Although it’s hard to predict who will come out victorious, it appears the group stands a decent chance despite the military junta's attempts to make it challenging for competing parties. The junta formed their own political party last year with Prayut Chan-O-Cha, the current Prime Minister, as their candidate. It rewrote Thailand’s constitution and created new laws designed to make campaigning difficult and keep other large and influential parties, like ousted ex-PM Thaksin’s Puea Thai Party, from winning a majority of seats in Parliament. Despite this, Bhum Jai Thai intends to find success by branding its party as the one which truly cares for Thailand’s citizens.
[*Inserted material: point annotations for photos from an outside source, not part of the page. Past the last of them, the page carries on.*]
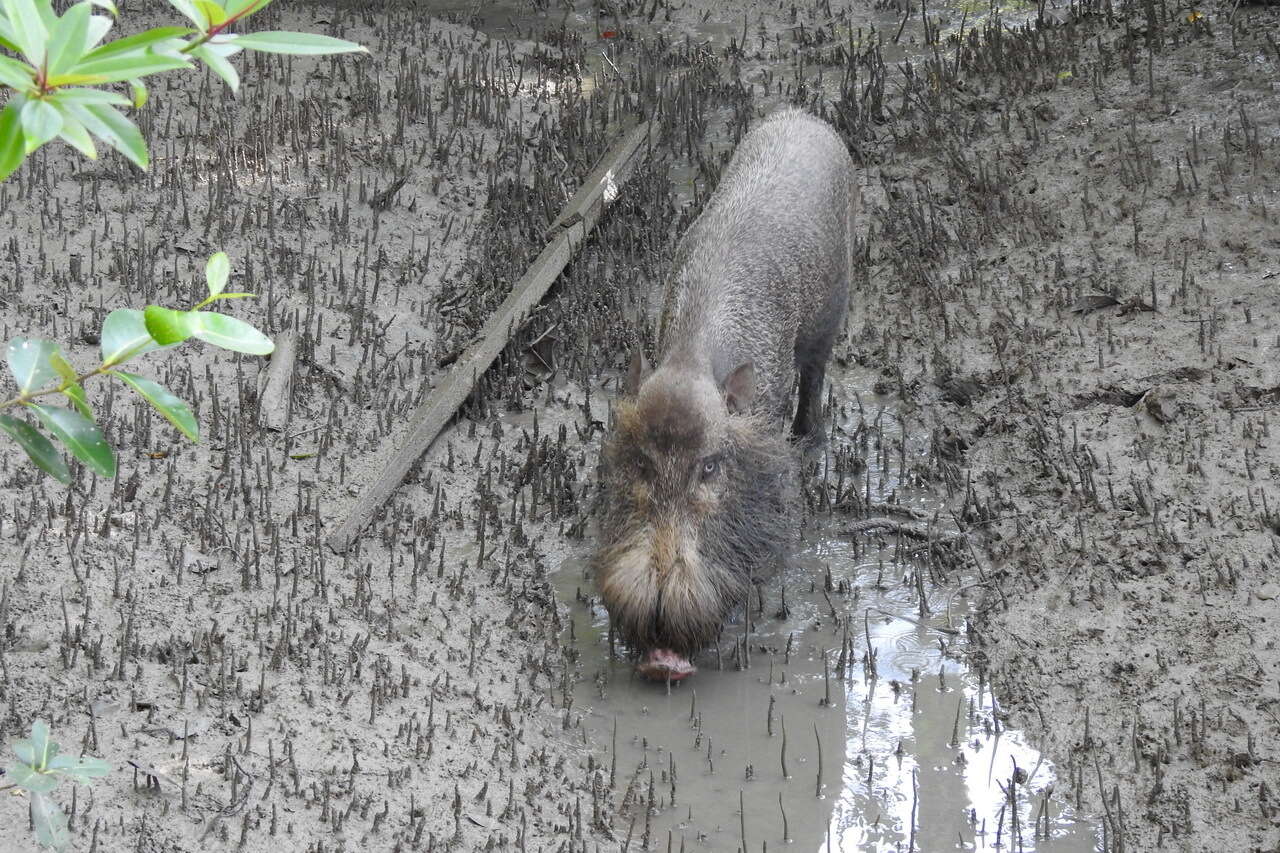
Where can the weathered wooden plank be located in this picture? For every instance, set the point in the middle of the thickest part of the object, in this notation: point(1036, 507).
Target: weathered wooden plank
point(568, 231)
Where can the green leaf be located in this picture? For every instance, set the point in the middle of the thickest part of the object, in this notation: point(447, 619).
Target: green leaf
point(140, 94)
point(218, 63)
point(30, 32)
point(122, 67)
point(216, 272)
point(168, 404)
point(192, 12)
point(42, 452)
point(30, 363)
point(120, 133)
point(24, 749)
point(96, 32)
point(7, 37)
point(81, 770)
point(13, 150)
point(82, 96)
point(297, 42)
point(213, 12)
point(124, 336)
point(50, 821)
point(81, 436)
point(16, 74)
point(40, 123)
point(138, 41)
point(74, 135)
point(68, 40)
point(167, 325)
point(229, 333)
point(31, 779)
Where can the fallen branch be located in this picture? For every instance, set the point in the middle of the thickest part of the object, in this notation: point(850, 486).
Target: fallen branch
point(567, 233)
point(274, 397)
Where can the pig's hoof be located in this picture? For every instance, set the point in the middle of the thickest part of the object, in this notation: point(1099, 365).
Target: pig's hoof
point(664, 665)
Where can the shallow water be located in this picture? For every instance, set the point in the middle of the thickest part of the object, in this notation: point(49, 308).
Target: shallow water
point(905, 758)
point(780, 738)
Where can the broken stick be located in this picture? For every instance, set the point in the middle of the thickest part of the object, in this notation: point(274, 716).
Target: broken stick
point(274, 395)
point(568, 231)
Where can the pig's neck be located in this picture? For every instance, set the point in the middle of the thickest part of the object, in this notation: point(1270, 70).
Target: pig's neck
point(700, 337)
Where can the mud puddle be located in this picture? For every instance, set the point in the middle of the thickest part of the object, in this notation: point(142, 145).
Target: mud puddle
point(791, 731)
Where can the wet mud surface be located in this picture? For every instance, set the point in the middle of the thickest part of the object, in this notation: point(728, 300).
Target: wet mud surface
point(1068, 297)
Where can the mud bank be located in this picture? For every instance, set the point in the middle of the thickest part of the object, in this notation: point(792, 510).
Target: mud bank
point(1068, 288)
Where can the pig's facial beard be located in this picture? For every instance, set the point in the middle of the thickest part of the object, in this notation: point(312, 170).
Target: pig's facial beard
point(661, 592)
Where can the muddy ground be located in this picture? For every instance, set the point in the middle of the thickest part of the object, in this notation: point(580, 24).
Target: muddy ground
point(1070, 284)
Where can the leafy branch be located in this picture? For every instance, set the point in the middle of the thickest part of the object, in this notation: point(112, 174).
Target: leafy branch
point(39, 771)
point(40, 369)
point(60, 58)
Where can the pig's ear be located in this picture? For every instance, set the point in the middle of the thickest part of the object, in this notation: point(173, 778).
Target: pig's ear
point(636, 373)
point(739, 388)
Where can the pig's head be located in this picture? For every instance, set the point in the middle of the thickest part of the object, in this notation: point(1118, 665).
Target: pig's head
point(693, 510)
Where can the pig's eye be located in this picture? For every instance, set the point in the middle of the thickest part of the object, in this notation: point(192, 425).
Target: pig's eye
point(709, 468)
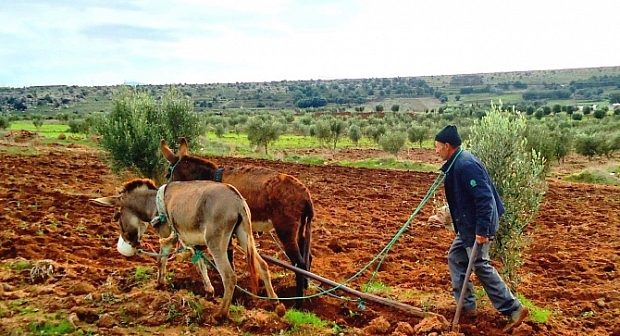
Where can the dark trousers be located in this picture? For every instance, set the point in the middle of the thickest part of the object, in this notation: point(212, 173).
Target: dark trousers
point(496, 289)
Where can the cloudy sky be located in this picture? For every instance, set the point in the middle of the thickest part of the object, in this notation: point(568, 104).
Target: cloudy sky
point(107, 42)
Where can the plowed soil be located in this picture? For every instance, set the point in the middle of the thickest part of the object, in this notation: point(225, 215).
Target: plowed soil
point(58, 256)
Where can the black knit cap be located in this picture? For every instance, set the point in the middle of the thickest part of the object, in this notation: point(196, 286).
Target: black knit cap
point(450, 135)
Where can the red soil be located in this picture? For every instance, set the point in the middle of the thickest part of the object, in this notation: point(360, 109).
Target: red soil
point(571, 266)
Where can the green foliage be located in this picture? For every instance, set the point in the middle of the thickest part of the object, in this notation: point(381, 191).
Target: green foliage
point(179, 118)
point(142, 274)
point(4, 122)
point(393, 142)
point(389, 163)
point(37, 120)
point(336, 129)
point(51, 328)
point(376, 287)
point(262, 131)
point(599, 114)
point(518, 173)
point(298, 319)
point(131, 133)
point(590, 145)
point(355, 133)
point(80, 125)
point(594, 177)
point(550, 144)
point(417, 134)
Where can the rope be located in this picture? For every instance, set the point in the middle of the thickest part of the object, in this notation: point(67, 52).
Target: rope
point(381, 255)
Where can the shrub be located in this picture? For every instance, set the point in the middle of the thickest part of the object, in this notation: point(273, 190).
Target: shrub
point(393, 142)
point(262, 132)
point(131, 133)
point(417, 134)
point(37, 120)
point(599, 114)
point(4, 122)
point(355, 133)
point(518, 173)
point(589, 145)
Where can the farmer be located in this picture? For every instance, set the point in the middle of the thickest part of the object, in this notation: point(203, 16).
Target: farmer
point(475, 208)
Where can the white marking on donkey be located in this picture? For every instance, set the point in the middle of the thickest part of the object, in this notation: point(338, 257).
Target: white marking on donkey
point(199, 213)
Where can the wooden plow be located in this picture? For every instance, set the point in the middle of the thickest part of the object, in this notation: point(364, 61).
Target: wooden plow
point(370, 297)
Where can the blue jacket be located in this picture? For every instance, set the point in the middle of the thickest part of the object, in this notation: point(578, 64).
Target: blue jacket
point(474, 204)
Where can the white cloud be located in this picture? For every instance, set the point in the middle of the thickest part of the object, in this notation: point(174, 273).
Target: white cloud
point(107, 42)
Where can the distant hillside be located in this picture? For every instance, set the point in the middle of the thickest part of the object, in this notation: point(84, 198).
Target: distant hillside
point(524, 88)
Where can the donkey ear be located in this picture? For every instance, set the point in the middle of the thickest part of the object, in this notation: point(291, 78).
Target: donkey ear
point(109, 201)
point(168, 154)
point(183, 151)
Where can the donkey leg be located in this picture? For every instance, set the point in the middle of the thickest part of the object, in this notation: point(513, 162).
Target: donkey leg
point(287, 231)
point(246, 241)
point(218, 245)
point(202, 269)
point(164, 252)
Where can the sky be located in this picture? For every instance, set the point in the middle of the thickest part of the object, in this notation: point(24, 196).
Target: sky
point(110, 42)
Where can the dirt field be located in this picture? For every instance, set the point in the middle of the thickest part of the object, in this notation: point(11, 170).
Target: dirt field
point(58, 257)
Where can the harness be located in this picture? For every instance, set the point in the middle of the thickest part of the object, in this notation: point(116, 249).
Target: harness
point(217, 175)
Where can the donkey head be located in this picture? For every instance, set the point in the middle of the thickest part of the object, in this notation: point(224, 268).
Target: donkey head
point(131, 213)
point(185, 167)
According to Charnvirakul, allowing citizens to produce and use marijuana as medication is an important way to improve the well-being of Thailand’s citizens.
And while marijuana for now will be legalized purely for medical purposes, some sharp entrepreneurs are training their eyes on potential new billion-dollar business opportunities.
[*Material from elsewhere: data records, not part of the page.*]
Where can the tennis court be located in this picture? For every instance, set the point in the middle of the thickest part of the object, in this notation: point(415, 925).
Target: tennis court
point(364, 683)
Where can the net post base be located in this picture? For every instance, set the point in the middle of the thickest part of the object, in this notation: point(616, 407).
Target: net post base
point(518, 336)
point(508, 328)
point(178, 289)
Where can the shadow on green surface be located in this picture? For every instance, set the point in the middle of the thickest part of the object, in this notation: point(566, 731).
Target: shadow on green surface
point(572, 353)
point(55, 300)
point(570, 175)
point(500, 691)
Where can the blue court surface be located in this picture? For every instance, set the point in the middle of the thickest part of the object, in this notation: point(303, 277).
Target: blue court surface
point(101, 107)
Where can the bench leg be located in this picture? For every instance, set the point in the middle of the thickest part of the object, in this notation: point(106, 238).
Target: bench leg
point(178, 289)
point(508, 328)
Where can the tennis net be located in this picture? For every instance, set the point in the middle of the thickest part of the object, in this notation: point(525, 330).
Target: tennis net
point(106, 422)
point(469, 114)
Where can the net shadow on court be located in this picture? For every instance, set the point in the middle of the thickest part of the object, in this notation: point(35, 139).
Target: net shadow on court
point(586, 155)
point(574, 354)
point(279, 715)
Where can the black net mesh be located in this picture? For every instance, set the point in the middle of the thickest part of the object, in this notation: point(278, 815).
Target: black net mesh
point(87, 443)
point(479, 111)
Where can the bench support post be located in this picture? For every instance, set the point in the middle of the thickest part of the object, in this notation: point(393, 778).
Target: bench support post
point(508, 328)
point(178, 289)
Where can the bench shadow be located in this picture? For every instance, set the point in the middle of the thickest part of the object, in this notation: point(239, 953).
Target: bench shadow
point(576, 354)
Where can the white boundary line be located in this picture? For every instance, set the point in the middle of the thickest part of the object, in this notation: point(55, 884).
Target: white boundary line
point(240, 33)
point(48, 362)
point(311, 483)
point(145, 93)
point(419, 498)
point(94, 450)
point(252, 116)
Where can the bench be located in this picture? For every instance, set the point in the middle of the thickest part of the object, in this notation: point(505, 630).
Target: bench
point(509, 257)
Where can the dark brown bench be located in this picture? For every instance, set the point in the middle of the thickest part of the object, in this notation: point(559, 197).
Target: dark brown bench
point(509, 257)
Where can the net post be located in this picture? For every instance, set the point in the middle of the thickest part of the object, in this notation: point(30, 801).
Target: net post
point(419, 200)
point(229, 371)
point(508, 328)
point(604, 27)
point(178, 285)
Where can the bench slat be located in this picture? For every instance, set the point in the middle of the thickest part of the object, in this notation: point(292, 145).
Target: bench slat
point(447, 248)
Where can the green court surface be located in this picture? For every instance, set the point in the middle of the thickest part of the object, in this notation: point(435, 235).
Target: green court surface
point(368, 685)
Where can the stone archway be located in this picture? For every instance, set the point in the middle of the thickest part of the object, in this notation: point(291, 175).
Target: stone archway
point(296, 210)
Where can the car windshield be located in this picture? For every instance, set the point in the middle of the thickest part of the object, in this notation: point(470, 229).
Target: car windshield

Tom Kruesopon, a well-known entrepreneur, investor, and marijuana advocate both in the west and in Thailand, is more than excited about this new prospect. He told VICE that Thai marijuana-based products are surely going to take off.
“I think marijuana is the new gold rush. But I’ll call it the green rush, right? My theory is very simple. It’s a billion-dollar business illegally, why can’t it be a billion, billion-dollar industry once it’s legal?” He added, “If you look at it over the next five years, I truly think that Thailand, Laos, and Myanmar, will produce some of the best strains of Marijuana in the world… I’m truly hoping that Thailand does everything right throughout their policies and realize very quickly we could become the centre and the hub for all legal marijuana business in Southeast Asia.”
Kruesopon is not alone in his excitement for a more weed-friendly Thailand. A recent poll from the National Institute of Development Administration found that 72.4% of those surveyed support the legalization of medical marijuana.
Despite the hype, Kruesopon explained that it’s not going to be so easy for the average Thai to make money off the plant due to stringent laws that make it difficult to sell marijuana to the US and Canada, as both countries have strict health and safety policies regarding marijuana production. But, he says, even with the legal and regulation hurdles to overcome, he’s convinced that Thailand’s weed industry will boom. “Thai stick is well known all over the globe. This is how I’d put it—what Bordeaux is to French wine, the Golden Triangle will be to marijuana.”